15. LEO #4

Her perfectly cut suit, straight hair, and harmonious makeup make her as impeccable as ever.

The first thing she does is examine me with her emerald eyes, raking over my skin as if searching for fresh wounds and new scars.

She stares at my bandaged hand before saying, "The report."

I go to the computer desk, grabbing the flash drive I kept in the drawer. "I've completed 50% of the work."

She takes it from my hand, arching one of her thin, defined eyebrows.

"Efficient," she says, satisfied. "And what did you find?"

"Nothing that will break your financial market. The strangest thing was the head of security accessing furry porn during work hours."

She looks disgusted. "Porn of what?"

" Furry . It's a subculture..."

"I don't want to know," she interrupts me. "Anything else?"

"I also found a small anomaly in a payment diversion. It's not a big one, but I imagined it could be a test from you, so it's detailed there. One of your capos paid nine thousand instead of ten to an employee. He kept a thousand for himself."

"Right," she says. If she was surprised by the diversion, she didn't show it. She puts the flash drive in her blazer, and her eyes return to examining me. She glances at my neck, noticing the slightly loose turtleneck, and I'm sure she's seeing the marks Dante left.

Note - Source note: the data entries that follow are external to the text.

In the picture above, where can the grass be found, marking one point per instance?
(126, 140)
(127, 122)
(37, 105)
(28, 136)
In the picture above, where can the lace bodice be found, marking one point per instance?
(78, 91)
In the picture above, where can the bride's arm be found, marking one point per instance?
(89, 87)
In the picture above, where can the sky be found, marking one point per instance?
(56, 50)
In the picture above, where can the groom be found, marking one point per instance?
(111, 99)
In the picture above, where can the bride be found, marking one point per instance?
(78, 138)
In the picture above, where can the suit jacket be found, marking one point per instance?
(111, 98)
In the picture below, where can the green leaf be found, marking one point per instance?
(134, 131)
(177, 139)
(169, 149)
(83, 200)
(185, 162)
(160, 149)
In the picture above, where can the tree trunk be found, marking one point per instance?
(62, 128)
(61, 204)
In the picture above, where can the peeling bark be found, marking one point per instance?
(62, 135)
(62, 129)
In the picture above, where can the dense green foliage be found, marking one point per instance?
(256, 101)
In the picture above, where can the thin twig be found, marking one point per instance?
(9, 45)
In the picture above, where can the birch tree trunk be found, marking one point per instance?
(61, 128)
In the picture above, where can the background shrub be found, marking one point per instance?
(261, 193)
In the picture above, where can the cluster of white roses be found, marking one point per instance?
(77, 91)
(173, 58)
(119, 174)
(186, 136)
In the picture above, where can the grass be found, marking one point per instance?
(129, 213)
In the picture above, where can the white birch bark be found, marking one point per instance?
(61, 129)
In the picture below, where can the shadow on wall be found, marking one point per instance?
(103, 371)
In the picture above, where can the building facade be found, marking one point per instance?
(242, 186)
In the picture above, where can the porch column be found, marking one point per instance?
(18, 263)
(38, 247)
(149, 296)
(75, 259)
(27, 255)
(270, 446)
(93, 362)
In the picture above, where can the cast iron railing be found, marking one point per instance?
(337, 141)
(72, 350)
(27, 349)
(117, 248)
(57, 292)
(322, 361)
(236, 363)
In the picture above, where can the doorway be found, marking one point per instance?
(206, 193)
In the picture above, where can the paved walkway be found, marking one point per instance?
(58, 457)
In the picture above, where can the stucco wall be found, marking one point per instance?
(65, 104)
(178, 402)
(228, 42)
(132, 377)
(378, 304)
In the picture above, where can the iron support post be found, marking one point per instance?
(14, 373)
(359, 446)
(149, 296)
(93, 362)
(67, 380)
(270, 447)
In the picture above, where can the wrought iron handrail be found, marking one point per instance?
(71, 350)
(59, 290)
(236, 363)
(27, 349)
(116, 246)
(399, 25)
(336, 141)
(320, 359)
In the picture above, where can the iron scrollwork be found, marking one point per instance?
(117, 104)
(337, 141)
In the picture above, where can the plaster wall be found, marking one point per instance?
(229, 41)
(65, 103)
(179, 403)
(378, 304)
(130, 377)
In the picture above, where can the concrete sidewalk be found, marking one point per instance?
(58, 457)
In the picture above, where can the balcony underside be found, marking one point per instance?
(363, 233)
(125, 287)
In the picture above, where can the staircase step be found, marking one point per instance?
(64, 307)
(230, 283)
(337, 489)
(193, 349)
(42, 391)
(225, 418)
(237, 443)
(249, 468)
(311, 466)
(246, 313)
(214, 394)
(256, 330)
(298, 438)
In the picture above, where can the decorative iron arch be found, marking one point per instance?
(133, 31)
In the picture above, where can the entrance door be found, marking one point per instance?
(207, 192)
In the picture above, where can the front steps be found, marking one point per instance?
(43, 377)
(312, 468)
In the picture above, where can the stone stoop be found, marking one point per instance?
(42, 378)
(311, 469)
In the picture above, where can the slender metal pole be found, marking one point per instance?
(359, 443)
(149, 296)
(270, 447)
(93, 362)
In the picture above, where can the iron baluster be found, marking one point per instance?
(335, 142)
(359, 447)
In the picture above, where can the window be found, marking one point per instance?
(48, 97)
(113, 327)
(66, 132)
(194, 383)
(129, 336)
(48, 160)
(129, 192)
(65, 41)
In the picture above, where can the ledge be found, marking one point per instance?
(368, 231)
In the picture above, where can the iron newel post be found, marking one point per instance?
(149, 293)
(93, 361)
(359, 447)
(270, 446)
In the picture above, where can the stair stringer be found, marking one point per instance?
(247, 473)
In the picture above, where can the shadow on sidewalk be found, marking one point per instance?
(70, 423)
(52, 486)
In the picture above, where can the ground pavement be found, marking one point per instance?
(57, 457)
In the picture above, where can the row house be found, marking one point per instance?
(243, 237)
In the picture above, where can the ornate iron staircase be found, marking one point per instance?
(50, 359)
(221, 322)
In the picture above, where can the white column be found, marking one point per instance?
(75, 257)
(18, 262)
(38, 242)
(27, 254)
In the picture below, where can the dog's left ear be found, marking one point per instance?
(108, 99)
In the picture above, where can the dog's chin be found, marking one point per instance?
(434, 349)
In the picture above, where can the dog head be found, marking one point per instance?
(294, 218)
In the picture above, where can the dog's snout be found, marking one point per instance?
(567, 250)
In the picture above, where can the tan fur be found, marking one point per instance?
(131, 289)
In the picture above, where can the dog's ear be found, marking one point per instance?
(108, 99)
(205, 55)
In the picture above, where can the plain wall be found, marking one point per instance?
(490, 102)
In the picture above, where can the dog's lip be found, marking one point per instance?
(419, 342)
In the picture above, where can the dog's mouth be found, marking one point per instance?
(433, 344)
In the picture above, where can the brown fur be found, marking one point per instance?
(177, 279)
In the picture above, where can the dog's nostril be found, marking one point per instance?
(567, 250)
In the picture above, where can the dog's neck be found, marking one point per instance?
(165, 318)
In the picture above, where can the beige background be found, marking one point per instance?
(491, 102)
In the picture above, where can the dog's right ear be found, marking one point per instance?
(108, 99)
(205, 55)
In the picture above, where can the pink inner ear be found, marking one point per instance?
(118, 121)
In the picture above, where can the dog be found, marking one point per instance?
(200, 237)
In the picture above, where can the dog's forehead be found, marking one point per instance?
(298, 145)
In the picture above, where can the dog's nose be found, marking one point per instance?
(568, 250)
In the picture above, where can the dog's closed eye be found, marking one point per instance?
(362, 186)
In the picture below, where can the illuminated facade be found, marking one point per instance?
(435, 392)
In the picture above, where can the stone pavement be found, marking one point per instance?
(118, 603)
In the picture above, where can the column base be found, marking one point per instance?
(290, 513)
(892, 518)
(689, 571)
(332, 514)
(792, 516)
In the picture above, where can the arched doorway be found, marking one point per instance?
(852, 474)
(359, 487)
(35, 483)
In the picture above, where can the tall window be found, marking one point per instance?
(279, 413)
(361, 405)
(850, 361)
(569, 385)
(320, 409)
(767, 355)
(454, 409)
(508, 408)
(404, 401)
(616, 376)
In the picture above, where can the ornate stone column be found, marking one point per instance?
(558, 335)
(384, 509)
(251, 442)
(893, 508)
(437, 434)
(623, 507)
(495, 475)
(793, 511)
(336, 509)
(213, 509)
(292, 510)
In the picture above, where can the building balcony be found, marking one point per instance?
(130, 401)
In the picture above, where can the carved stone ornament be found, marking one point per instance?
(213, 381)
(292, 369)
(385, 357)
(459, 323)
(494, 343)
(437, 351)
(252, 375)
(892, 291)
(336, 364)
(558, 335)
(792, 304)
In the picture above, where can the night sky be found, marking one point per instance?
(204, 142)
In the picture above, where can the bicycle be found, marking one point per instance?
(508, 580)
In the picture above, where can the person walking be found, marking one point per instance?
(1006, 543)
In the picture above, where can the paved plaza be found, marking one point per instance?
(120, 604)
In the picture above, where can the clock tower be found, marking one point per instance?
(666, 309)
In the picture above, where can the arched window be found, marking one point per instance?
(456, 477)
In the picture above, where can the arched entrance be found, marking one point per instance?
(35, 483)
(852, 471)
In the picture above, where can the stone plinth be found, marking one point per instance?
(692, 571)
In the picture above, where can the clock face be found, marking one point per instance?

"What's the plan for Monday?" I say. I hope that, if Dante didn't give me any answers, at least she can provide some.

"That will depend on what I think of your report. And on Dante ."

She shows this . A stagnant, tired disgust— Dante . Considering the respect with which she spoke about him last time, I imagine they are on bad terms now. Because of me, for sure.

She turns to the door. "We'll inform you tomorrow."

Svetlana appears to be the kind of person who plans ahead and resolves issues well before deadlines. Dante, on the other hand, has a difficult temperament—he must be turning the whole monotonous routine she exudes into a personal hell.

"Yes, ma'am."

I watch her heels click down the hall before closing myself in the room again.

The next morning is a silent insult.

There's no Dante. No screams, no threats, no blood-laced stolen kisses. There's just Luca knocking on my door, holding an ironed suit and polished shoes I'd never wear in my life.

"Mr. Volkov has decided you'll return to your normal activities," he says. He leaves the clothes hanging on the doorknob and walks away.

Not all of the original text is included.